There are numerous arguments for the propostion that media is dying. I’ll examine a few especially in light of the development of new platforms for engagement, the prevailing changes in society and the way these shape our media consumption habits.
I don’t think media is dying despite arguments to the contrary. Neither do I think there are villains making landgrabs – people or organisations under threat will always paint the source of the threat as villainry before they realise it’s virtues. There is a revolution taking place in the way we consume media and relate to it. I posit some ways forward below.
Apple’s 30% revenue demands have already been deemed “economically untenable” by some publishers following the launch of its iTunes subscription service. In summary Apple says the new payment option will make it easier for consumers to sign up for, or renew, their subscriptions as they no longer have to visit external websites, so increasing developers’ and publishers’ revenue. The move also means that content providers (including publishers, video and music providers) could lose up to 30% of their direct revenues to Apple.
News Corp’s, The Daily, was the first publication to sign up to the service. Hachette Filipacchi Media says Elle will also start using Apple’s subscription options. Print publishers wishing to monetise digital content might well benefit from the ease of use which Apple’s subscription system provides. Yet Apple’s system, which provides consumers an option to provide publishers with their name, email address and post code, will not actually pass this valuable information to publishers . . . putting paid to publishers’ marketing efforts (see my earlier post on digital marketing) and leaving Apple holding all the cards.

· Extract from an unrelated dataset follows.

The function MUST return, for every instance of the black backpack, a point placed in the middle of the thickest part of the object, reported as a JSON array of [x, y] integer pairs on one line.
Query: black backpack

Into the fray wades Google, with it’s announcement of the launch of Google One Pass. In summary, Google claim this:
- “Lets publishers set their own prices and terms for their digital content” – no 30 percent commission?
- “[Allows] Publishers [to] maintain direct relationships with their customers” – publishers get customer data and concommitant marketing wins
- “. . . lets publishers give existing print subscribers free (or discounted) access to digital content” – mobile editions don’t have to price-match
- “[Enables] Readers who purchase from a One Pass publisher can access their content on tablets, smartphones and websites using a single sign-on with an email and password” – unites web and device subcriptions
- “[Empowers] Users [who] only need one login to access news anywhere” – single sign-on to any content on any device, anywhere . . .
Media consumption involves a time and space commitment, whatever your age or situation. Yet, long-form content which deploys minimal information-imparting mechanics or is siloed remains the template for most types of publishing.
The problem seems to be a reluctance to change. There are few, if any, Quick Response codes so I can get updates on a news story or automatically share these with my network.
Augmented reality markers with links remain elusive, preventing me from taking the printed page further. Serve the reader not the business model.
Create a relationship. Apps which gives me news or singular content are not enough. Let’s have an app that is an alarm clock to wake me, which then serves up a ‘newspaper’ relevant to me and my interests, will work on the underground or places with limited or no reception . . . add a shopping list of things I need to buy when I’m around town and then serve up discount codes targeted to that list while I’m at it before helping me end the day with suggestions for eating out or socialising.
Put another way, if my media was a life resource, I couldn’t live without it.
Do paywalls and single-source apps spell success? Right now, the data is not looking good for most publications. Take up might, initally, be large but there is significant drop-off over time and revenues are pitiful, if they transpire at all. Why do you think so many apps are free? Many are too singular to be worth paying for; free availability enhances take-up; ‘free’ becomes a restrictive model . . . just how much further can you develop from ‘free’ with costs outweighing returns?
Monetising all this plays a part, a huge part. Ad funded models for content and apps have been with us for some time and will need to develop further. In the digital space the revenues, though welcome, have rarely exceeded those from existing offline models . . . yet.
Finally, to answer the question . . . is media dying? No, but it is evolving. This evolution, in my view, must combine the best of what there already is with the best of that to come in order to survive.